Chicago Symphony principals knock it out of the park in a thrillingly virtuosic “Sheherazade”
Often there is a tendency for classical audiences—and, to be honest, classical music critics—to concentrate more on the personage waving the stick on the podium than the 80 people or more performing the music onstage. Yes, the conductor is important and even essential to a polished and unified performance (some cynics in orchestra ranks will disagree). But nothing happens without the individual artistry and combined talent of those dozens of musicians converting thousands of little dots and squiggles into glorious sound.
It’s taking nothing away from Riccardo Muti’s exemplary conducting Thursday night to say that one walked out of the performance of Sheherazade floored anew by the bounteous musical talent that abides within the current roster of the Chicago Symphony Orchestra.
In his most celebrated work, Rimsky-Korsakov paints a sprawling musical portrait of the Arabian Nights, with Sheherazade weaving four tales in a sumptuous, dazzlingly scored canvas. While the stories are reflected within a more broadly impressionistic fashion than in specific storylines, Sheherazade remains unique in its arching “Oriental” melodies and epic musical tapestry.
Muti led a rich, full-blooded performance of Sheherazade, a work that he and the CSO will take on the road later this season. In the big moments, the playing was daunting in its sonic punch, as with the violent intensity of the finale’s shipwreck, all five hard-working percussionists brilliantly set against the staccato brass motif. The score’s perfumed delicacy and exotic languor were less consistently manifest, though Muti drew sumptuously warm-hearted string playing in the “The Young Prince and the Young Princess.”
Sheherazade is arguably the greatest concerto for orchestra ever written. From the initial violin solo of the Sultana telling her first tale, nearly every page offers prime, over-the-plate opportunities for every front-desk player to swing for the fences.
And knock it out of the park they did. Even more than what one hears on a weekly basis, the individual playing was simply astonishing Thursday, with each successive solo producing the same mounting excitement and sense of anticipation as one experiences watching a sporting event played at the highest level.
The initial violin solo is crucial to drawing an audience into this kaleidoscopic work. Playing with silken, sweet tone, concertmaster Robert Chen succeeded in making Sheherazade’s familiar theme sound remarkably fresh and wholly bewitching throughout—chaste in tone yet sensual and insinuating, with a melancholy, valedictory expression in his final solo.
The CSO woodwinds covered themselves in glory, notably Stephen Williamson’s rollicking, personality-plus clarinet solos and Stefán Ragnar Höskuldsson’s pure and elegant flute work. Bassoonist Keith Buncke brought a quirkiness and jazz-like audacity to his playing that made one hang on every phrase.
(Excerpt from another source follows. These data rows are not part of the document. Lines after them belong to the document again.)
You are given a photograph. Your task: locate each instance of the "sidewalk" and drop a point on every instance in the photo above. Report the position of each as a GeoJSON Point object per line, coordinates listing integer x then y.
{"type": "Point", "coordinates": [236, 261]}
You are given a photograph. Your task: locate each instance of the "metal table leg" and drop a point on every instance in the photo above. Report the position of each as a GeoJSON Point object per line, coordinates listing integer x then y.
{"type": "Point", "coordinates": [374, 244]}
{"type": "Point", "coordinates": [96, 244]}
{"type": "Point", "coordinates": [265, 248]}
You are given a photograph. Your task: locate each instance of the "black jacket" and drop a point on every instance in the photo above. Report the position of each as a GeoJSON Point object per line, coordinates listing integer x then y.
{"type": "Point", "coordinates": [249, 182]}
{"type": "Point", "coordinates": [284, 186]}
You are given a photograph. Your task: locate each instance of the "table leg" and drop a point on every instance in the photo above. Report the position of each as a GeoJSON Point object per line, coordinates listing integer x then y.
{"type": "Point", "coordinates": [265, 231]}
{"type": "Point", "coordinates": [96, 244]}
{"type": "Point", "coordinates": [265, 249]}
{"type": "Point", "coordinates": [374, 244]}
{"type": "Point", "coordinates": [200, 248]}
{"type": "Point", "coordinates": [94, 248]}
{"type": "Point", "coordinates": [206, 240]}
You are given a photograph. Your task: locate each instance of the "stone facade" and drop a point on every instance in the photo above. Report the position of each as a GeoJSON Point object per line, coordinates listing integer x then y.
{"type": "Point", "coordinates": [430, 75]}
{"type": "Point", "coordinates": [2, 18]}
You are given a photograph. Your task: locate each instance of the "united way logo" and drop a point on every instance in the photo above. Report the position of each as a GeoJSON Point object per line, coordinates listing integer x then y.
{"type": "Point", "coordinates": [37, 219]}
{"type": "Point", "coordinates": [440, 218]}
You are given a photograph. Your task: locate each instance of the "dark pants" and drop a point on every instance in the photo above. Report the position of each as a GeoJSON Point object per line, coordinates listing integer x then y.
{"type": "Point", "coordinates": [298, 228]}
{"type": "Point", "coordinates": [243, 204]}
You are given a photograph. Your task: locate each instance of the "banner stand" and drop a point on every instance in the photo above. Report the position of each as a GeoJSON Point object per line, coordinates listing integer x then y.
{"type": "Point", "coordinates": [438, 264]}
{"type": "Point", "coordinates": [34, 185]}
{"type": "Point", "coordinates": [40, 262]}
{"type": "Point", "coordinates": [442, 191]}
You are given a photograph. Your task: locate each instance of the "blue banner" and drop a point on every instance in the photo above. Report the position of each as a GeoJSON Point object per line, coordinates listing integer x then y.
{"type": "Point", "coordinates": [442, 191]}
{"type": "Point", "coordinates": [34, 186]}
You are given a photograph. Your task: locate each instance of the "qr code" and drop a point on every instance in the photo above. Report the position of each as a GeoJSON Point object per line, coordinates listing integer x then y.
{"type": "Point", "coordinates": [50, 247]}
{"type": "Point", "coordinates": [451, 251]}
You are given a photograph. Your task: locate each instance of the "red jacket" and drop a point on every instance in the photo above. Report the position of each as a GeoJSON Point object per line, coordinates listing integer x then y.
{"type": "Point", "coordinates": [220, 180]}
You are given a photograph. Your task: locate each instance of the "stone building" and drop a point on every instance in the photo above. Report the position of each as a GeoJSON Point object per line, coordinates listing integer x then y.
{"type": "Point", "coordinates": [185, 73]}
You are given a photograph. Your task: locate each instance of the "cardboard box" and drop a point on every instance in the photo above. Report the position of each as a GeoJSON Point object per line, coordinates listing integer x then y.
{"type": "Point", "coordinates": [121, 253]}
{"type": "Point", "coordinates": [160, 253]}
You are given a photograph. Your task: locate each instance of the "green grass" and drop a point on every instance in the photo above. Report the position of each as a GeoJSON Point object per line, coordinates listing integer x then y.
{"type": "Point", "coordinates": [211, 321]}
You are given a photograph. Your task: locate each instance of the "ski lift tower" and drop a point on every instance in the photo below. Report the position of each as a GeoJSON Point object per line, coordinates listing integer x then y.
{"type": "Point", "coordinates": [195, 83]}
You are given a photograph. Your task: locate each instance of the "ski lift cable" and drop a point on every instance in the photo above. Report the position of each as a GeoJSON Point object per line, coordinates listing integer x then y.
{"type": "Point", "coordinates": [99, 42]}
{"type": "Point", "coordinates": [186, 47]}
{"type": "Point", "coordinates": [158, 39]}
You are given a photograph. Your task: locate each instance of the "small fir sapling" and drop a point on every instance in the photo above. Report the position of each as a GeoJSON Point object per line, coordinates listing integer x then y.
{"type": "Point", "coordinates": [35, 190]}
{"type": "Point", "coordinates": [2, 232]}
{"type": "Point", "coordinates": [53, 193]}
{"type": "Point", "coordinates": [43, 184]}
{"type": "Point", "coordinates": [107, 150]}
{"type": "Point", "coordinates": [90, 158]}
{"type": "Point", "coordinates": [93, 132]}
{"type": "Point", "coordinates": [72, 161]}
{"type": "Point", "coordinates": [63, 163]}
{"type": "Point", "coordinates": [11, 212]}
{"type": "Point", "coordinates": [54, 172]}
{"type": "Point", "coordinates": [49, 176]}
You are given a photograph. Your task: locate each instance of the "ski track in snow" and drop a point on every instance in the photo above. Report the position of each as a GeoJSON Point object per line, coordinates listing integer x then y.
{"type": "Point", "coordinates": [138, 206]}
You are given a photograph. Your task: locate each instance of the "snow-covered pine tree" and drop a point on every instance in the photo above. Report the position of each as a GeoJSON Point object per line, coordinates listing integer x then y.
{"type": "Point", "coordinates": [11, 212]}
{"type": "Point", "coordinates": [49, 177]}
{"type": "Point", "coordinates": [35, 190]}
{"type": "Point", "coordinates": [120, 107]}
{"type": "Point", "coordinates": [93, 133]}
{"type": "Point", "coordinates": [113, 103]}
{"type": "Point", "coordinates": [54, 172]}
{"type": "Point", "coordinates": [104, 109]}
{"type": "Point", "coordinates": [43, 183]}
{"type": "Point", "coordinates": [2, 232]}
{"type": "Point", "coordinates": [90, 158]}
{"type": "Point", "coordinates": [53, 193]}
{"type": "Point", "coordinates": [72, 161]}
The orchestra’s new principal oboe William Welter was not quite in the same league with his colleagues. Yet the young Curtis graduate acquitted himself more impressively than in his first week on the job, playing with greater presence and projection, and blending cohesively with the winds in ensemble sections.
Sitting in as guest principal viola for the second week in a row, Eric Nowlin–principal of the Detroit Symphony Orchestra—looked and sounded very much at home. Guest trumpet Esteban Batallán, principal of the Granada City Orchestra in Spain, played well but lacked that last bit of clarion brilliance.
The first half of the evening was devoted to Mozart.
A Muti specialty from his earliest podium days, Mozart’s music has been a consistent touchstone in the conductor’s Chicago tenure, and so it proved again with the performance of the Symphony No. 40.
While Muti favors a big-band approach with ample strings, his Viennese style is so natural and idiomatic that the music-making never feels heavy or out of scale. Taken at a fleet tempo, the celebrated opening theme went with driving urgency while held on a tight rein, with a seamless segue into the lilting second melody. Likewise, the jabbing accents and nervous insistence of the finale’s main motif was fluently contrasted with the lyrical theme.
The partnership of Muti and the orchestra was at its finest in the Andante. Beautifully rendered with creamy string tone and a supple ease in the melodic lift, the playing embodied the music’s warmth and gracious qualities, with a lurking tension beneath the Rococo surface.
The evening led off with the Overture to Don Giovanni—amazingly not played by the CSO downtown in 22 years. Here too Muti took a weighty approach yet one just as tightly concentrated. The whipcrack attacks and chromatic thrusts emphasized the grim drama to come more than the lightness and humor of the Allegro.
The program will be repeated 8 p.m. Saturday. cso.org; 312-294-3000.